Dr. Payne observed that pain has many dimensions‹spiritual and psychological as well as physical."To really help, one has to understand the impact of cancer on the patient and the family, and the meaning of pain in that context," he said. He believes that palliative care is best done with a multidisciplinary approach. "In the African-American and Latino communities, churches play a major role, so we thought it would be very important to involve chaplaincy and pastoral care with the social workers, medical staff, and other caregivers," he said.

North General to Host Chaplaincy Seminar on Community Education
North General is the site of The Chaplaincy's community education seminar, "Coping with Illness and Grief Within the Family," on October 21, 2000. It will address the difficulties and opportunities that confront families and patients who face chronic, long-term, or terminal illness. Chaplaincy staffers Imam Yusuf H. Hasan and the Rev. Carlos Alejandro will lead the seminar, with the Rev. Dr. Preston Washington of Memorial Baptist Church.

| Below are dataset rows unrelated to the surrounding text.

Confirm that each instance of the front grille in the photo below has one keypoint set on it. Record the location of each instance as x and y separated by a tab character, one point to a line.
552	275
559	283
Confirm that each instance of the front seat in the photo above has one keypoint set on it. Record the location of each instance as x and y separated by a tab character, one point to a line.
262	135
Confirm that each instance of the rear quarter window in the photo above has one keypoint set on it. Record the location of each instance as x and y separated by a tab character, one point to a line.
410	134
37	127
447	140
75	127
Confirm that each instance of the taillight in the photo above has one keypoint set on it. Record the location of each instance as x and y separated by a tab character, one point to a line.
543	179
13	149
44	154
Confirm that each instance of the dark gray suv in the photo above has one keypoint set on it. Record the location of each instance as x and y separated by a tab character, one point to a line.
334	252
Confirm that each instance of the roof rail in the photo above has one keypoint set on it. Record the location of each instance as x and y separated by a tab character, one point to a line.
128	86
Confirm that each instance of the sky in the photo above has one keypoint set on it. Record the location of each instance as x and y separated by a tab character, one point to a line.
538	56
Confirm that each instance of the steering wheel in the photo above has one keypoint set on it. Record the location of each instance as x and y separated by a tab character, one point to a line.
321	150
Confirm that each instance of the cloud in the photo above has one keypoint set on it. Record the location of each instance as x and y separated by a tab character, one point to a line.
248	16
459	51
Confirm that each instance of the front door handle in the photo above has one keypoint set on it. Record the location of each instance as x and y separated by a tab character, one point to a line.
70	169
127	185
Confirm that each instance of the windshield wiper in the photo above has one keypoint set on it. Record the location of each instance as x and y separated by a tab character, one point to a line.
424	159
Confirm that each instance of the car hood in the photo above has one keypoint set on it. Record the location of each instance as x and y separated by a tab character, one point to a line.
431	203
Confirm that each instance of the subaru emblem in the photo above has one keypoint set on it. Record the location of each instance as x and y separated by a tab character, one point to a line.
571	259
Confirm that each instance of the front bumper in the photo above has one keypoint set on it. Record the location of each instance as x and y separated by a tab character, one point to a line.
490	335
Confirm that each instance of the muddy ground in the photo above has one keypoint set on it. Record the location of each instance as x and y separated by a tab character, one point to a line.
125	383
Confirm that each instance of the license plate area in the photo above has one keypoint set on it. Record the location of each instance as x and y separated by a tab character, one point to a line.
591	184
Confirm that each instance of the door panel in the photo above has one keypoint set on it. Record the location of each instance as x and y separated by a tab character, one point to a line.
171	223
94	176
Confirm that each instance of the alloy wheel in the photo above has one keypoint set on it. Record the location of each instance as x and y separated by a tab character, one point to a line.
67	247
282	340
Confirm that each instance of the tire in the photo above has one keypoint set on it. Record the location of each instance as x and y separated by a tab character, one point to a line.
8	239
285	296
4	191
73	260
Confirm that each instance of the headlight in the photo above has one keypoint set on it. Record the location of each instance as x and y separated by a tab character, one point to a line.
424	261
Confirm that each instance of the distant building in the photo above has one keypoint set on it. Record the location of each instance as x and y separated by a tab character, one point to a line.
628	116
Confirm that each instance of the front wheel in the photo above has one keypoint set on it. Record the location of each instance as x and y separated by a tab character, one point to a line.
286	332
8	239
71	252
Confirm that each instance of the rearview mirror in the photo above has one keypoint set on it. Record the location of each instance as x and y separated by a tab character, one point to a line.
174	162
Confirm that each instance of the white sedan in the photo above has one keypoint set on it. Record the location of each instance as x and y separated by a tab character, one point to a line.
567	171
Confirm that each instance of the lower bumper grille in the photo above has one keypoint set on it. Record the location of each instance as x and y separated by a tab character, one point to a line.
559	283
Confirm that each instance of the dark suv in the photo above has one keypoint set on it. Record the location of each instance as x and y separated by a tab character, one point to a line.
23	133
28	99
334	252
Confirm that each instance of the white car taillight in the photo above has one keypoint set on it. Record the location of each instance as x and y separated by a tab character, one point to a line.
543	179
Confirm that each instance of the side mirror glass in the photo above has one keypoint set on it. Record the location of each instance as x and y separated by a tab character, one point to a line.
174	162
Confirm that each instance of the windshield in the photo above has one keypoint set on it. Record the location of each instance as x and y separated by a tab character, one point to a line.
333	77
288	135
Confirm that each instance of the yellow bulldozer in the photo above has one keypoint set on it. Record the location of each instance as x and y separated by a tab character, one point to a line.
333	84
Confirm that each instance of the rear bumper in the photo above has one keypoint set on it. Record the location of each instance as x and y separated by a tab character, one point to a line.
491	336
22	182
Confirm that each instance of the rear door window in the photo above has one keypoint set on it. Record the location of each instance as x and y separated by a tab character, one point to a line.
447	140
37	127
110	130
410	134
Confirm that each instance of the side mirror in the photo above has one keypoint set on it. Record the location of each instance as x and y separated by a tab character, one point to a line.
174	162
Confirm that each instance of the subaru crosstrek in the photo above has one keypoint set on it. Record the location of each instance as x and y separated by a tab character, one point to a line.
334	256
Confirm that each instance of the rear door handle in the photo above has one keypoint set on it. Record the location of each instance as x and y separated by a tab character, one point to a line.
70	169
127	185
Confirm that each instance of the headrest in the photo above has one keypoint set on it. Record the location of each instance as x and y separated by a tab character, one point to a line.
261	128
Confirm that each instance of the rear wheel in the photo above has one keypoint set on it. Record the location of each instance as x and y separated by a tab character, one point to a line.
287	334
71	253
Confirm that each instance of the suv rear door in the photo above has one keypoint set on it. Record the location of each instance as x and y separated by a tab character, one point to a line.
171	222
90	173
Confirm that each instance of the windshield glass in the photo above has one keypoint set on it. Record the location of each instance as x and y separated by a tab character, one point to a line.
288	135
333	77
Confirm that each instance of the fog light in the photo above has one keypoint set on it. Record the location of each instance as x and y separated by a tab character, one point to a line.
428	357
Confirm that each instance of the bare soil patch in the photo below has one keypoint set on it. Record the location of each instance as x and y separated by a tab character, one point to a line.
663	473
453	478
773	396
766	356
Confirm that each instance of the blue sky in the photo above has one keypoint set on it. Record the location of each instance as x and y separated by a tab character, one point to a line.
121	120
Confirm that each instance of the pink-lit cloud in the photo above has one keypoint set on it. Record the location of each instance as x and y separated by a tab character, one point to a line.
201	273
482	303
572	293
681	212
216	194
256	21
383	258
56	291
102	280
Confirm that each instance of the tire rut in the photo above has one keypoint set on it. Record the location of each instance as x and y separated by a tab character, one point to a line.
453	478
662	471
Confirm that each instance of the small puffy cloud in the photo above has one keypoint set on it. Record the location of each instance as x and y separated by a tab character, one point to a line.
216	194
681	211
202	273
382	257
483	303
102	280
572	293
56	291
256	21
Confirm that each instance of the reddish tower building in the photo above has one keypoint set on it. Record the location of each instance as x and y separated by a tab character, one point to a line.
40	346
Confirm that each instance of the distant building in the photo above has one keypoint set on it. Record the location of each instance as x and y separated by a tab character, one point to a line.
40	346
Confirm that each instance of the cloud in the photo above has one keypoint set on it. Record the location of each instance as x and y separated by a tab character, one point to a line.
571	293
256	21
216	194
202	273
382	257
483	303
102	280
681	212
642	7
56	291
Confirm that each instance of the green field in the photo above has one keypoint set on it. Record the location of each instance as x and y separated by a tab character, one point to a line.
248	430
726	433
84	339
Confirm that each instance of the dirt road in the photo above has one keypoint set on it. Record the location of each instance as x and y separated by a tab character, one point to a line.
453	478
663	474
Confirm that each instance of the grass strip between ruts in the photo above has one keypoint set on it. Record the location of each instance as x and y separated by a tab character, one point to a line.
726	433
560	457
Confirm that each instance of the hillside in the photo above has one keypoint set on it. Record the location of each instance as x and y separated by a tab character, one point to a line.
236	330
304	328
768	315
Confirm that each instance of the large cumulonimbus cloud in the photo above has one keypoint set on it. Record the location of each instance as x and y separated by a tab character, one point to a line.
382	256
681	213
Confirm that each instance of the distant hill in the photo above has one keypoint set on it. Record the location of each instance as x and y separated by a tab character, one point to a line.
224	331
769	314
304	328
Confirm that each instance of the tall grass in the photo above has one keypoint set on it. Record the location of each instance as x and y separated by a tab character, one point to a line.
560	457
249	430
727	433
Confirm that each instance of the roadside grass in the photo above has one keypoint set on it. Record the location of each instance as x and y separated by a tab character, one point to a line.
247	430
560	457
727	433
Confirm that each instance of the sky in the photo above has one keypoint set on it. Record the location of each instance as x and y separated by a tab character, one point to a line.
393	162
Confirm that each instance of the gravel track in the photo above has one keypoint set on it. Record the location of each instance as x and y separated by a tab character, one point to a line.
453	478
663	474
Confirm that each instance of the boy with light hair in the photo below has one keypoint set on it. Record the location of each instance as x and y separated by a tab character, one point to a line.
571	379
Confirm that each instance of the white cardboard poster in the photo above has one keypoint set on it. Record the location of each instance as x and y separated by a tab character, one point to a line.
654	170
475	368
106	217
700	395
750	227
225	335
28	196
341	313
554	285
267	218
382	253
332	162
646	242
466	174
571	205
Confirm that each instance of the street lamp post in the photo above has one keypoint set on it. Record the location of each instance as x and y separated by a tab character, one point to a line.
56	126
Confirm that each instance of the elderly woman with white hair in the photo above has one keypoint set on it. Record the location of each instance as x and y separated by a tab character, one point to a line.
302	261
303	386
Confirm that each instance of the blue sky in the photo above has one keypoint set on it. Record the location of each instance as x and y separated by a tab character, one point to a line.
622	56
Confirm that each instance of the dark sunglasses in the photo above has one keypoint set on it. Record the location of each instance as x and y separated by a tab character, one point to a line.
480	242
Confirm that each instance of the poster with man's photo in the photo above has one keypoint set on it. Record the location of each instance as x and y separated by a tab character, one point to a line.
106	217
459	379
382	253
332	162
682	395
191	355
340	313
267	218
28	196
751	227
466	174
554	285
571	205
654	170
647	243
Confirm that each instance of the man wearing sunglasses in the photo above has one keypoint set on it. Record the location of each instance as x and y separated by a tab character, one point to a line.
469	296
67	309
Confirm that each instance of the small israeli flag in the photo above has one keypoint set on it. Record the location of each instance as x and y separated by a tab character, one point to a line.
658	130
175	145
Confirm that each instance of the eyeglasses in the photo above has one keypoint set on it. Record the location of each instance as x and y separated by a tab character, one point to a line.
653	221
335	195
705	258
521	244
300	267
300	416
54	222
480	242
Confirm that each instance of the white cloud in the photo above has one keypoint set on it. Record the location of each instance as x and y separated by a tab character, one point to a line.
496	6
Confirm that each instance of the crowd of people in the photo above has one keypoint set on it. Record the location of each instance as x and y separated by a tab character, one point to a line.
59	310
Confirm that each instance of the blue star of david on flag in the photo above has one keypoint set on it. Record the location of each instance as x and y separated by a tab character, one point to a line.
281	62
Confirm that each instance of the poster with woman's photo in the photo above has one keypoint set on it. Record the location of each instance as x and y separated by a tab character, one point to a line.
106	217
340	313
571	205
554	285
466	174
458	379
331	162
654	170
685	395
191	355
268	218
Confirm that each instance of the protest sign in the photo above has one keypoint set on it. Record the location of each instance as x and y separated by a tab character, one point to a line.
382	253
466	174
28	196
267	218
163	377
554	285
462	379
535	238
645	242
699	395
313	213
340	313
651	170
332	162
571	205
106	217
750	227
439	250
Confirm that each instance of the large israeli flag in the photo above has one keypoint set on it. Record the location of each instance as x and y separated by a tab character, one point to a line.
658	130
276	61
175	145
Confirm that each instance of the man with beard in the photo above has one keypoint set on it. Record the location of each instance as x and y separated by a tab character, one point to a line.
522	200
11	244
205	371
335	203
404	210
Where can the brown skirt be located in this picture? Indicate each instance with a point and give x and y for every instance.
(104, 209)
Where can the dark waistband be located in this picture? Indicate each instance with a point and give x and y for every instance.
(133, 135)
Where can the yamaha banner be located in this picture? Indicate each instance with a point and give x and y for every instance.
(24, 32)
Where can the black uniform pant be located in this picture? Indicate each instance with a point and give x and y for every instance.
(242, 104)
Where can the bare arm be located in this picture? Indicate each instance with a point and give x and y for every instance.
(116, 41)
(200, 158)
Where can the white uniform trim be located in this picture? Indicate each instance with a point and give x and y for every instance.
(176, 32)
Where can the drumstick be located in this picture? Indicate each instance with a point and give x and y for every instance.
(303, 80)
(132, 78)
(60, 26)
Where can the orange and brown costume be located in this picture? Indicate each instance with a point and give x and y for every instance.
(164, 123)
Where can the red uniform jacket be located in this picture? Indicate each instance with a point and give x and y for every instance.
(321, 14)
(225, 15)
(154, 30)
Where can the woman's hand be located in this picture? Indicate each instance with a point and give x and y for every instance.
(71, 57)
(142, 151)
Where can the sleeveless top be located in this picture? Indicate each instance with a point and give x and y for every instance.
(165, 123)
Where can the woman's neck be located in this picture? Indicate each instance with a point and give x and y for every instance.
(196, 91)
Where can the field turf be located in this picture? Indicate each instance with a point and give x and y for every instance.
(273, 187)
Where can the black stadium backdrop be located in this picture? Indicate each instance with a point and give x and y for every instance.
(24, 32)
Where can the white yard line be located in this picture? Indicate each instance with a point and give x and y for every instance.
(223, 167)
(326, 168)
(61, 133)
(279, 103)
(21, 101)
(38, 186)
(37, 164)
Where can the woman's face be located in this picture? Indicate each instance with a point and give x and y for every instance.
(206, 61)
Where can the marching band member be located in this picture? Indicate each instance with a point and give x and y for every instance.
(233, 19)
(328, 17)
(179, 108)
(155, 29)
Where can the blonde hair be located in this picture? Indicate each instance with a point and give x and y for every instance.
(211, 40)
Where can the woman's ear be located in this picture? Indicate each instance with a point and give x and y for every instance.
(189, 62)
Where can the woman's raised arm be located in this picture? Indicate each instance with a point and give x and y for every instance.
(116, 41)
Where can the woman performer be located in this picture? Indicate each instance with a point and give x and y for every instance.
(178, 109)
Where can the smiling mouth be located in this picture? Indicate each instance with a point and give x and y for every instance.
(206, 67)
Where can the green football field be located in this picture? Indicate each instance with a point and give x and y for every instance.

The seminar operates in conjunction with the Harlem Palliative Care Network (HPCN), at North General. Dr. Payne's wife, Terrie Reid Payne, is project director. Participants include clergy and faith-based communities, nursing homes, social workers, physicians, and social service agencies that help to ensure continuity of care once home care resources for patients have been exhausted. With support from the United Hospital Fund, HPCN began by assessing the needs of its participants, and then designing programs based on the requirements of caregivers as well as patients and families.

"Many clergy, particularly those who have not undergone clinical pastoral education, have significant knowledge deficits about what their congregations should expect from modern medical care," said Dr. Payne. "We want to raise the level of general knowledge about pain management, how physical symptoms can be managed, and what hospitals can provide, recognizing the important role that spiritual aspects of the healing process play."

Bilingual Chaplain to Create Spiritual Care Program at North General

The Rev. Carlos Alejandro, a supervisory resident at The HealthCare Chaplaincy, will establish the first pastoral care department at North General Hospital in Harlem in September. Chaplain Alejandro, the only Hispanic supervisor working in healthcare chaplaincy in the tri-state area, is a seasoned caregiver, with experience in some of the most demanding venues in the city. As an associate pastor in a ministry in East Harlem, Carlos Alejandro (shown above) served former prison inmates, senior citizens, persons with HIV/AIDS, addicts, recent immigrants and the homeless. A professional journalist who worked at several newspapers and in public relations for ten years, he approached chaplaincy having discerned a personal need to help others. "I felt a calling to work with people who are suffering," he recalled.

As a chaplain with the New York City Department of Correction, first at Rikers Island, and later at the Manhattan Detention Center known as "The Tombs," Chaplain Alejandro provided crisis intervention, bereavement counseling, preached, and administered the sacraments to a multifaith and culturally varied inmate population. "Pastoral care providers learn to navigate diversity and respect the uniqueness of each person they encounter," he said.

The Rev. Alejandro has supervised Spanish-language clinical pastoral education programs, and taught students from seven Latin-American countries. A native of New York and the son of Puerto Rican immigrants, he earned a Master of Divinity degree at New York Theological Seminary and is an ordained minister of the Christian Church (Disciples of Christ). He was awarded a B.A. in Political Science from Brooklyn College, and an M.S. in Journalism from Columbia University's Graduate School of Journalism. He holds a Black Belt in Kyokushin Karate and is bilingual in English and Spanish.